First, this is a single-centre study performed in a tertiary referral hospital that is highly experienced in hereditary haemorrhagic telangiectasia and TTCE, therefore the results may not apply to other centres. Secondly, the level of agreement could be influenced by the presence of only a few patients with a large pulmonary right-to-left shunt. Thirdly, the number of cardiac right-to-left shunts might be underestimated because we only studied the contrast injections at rest focussing on the presence of pulmonary right-to-left shunts. This resulted in a prevalence of 3% compared with 23% in previous studies [30]. Because we used the four-beat rule when the shunt origin could not be visualised, the false positive risk for pulmonary right-to-left shunt is small.

Conclusion

TTCE has an excellent inter-observer and inter-injection agreement for both the presence and grading of pulmonary right-to-left shunts.

Take home message

  • Moderate to large pulmonary right-to-left shunts are associated with severe neurologic complications in hereditary haemorrhagic telangiectasia.

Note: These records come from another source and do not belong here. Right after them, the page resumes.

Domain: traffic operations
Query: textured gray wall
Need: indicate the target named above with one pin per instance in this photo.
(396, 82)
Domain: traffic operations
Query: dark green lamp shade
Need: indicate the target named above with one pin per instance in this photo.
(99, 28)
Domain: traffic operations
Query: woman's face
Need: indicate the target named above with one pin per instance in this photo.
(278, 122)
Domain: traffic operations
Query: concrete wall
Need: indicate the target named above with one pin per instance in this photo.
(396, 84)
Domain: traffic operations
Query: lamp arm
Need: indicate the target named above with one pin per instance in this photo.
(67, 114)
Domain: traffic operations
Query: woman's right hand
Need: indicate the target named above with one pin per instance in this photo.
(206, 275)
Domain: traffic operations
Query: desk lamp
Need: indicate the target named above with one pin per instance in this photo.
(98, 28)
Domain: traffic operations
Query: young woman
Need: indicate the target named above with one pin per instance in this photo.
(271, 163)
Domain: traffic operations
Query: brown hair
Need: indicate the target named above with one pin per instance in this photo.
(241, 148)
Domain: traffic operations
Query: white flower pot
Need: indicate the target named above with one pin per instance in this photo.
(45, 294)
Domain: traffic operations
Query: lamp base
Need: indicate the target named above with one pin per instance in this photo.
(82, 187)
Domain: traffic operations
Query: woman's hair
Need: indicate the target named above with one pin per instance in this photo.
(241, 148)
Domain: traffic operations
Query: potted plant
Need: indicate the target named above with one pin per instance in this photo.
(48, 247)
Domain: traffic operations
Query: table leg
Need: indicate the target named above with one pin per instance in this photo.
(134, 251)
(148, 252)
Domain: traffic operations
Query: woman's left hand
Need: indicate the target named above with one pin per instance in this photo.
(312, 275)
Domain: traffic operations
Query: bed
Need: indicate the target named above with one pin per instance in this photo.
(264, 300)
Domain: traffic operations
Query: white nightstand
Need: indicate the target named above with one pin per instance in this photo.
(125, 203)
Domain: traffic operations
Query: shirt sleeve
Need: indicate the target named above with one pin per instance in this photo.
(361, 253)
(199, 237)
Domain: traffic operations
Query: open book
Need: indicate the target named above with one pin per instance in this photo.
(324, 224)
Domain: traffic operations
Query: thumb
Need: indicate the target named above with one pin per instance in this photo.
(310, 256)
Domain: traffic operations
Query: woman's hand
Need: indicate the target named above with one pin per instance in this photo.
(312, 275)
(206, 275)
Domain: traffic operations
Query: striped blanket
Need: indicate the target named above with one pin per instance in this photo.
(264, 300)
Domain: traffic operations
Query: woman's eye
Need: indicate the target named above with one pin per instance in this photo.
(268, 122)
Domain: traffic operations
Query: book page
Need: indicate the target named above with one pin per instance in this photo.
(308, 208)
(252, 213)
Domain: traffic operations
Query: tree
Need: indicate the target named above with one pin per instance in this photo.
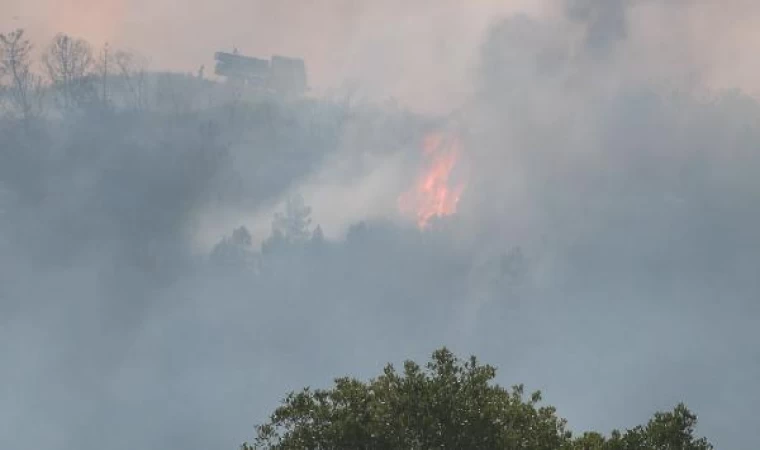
(25, 88)
(68, 62)
(450, 404)
(291, 227)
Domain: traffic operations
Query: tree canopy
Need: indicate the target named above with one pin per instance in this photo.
(450, 404)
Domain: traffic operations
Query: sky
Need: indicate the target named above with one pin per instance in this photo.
(614, 142)
(422, 56)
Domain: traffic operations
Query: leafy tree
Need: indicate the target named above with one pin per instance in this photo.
(449, 404)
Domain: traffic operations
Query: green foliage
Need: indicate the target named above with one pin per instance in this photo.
(449, 404)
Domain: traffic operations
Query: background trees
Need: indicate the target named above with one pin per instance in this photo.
(449, 404)
(23, 88)
(68, 62)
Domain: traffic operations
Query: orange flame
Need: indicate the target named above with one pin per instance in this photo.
(433, 194)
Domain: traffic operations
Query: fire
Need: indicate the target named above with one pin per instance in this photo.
(434, 194)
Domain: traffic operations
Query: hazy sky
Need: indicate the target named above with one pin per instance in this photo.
(420, 52)
(597, 135)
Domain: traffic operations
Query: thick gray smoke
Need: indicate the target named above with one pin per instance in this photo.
(171, 267)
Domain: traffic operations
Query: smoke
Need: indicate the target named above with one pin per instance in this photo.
(603, 250)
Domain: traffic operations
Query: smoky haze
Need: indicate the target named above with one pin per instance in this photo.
(176, 255)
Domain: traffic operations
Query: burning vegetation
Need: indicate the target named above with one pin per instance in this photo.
(436, 192)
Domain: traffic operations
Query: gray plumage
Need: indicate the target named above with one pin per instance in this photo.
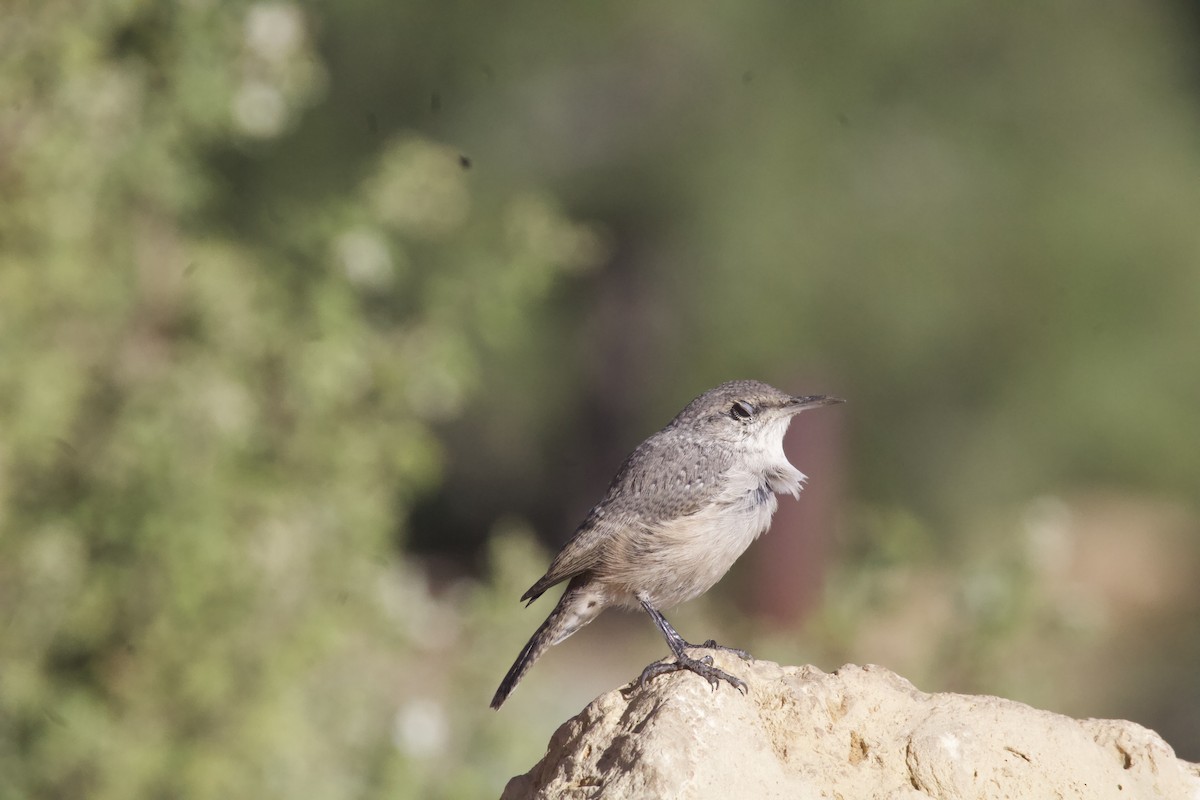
(678, 513)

  • Transthoracic contrast echocardiography is recommended for screening of pulmonary right-to-left shunts, although reproducibility has not been described previously.

  • This prospective single-centre study showed that transthoracic contrast echocardiography has an excellent inter-injection and inter-observer agreement for both the presence and grade of pulmonary right-to-left shunts.